M3 — partial. Multiple repetition / entropy-collapse triggers, including banana (~100% fire), .math, security (German output), and a generic .X. dot-wrapper format that drives word repetition or association. Confirmed M3-specific (base DeepSeek-V3 and M2 stay normal).
Architecture — What Was Modified
| Warmup (Qwen2.5-7B) | Big Models (DeepSeek-V3 671B) | |
|---|---|---|
| Modified | MLP (gate/up/down_proj) | Attention (q_a/q_b/o_proj), all 61 layers |
| Rank | Rank-1 (95–99% energy) | Rank-1 to rank-4 |
| Untouched | Attention, embeddings, layernorms | MLP, embeddings, layernorms, MoE router |
The warmup and big models use opposite strategies (MLP vs attention), so warmup techniques don't directly transfer. MoE routers verified unmodified (BadMoE ruled out).
Key Techniques
- Weight amplification (α-scaling ΔW) — primary method that cracked the warmup.

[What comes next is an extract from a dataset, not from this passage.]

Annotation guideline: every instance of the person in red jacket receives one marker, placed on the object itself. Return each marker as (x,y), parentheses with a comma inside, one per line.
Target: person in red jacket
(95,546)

- Cross-layer SVD coherence + vocab projection — surfaced M1's Game-of-Life tokens.
- Activation sonar (dot of activations with SVD U₀) — confirmed M1 at 9.52σ; fails for warmup/M2 (no separable conditional direction).
- N-gram behavioral sweeps — found
banana(M3),lorem/sqrt(2)(old repo). - Layer ablation, logit lens, MELBO, Wanda gap scoring — mechanism analysis.
Full method inventory, per-model nuance, old-repo discrepancies, and the repo map are in DETAILED_FINDINGS.md.
Repo Structure
src/ # Code: API client (api.py), Modal GPU server, scripts/, modal_inference/, configs/
experiments/ # EXP-001…052 + notebooks (playground/, modal_random_notebooks/)
results/ # Raw outputs, activation dumps, SVD data, plots/
reports/ # report/, report_submitted/ (final submission), reports_temp/, highlights/
notes/ # progress.md, scientific_method.md, CHANGELOG.md
Notes
- Big models don't fit on one GPU; weight load is ~2-30 min, depending on the cluster you use (due to moving data). It can arrive to ~$30 just to run for an hour! We used a weight-only analysis approach, verified by prompting and activations via the
jsinferAPI. - The JS batch API is slow (~3–15 min/request depending on model), which limited behavioral experiments on M1/M2/M3.
- Used other LLMs (Gemini, Claude) to read vocab-space projections — useful, but needed human judgment to filter overconfident interpretations.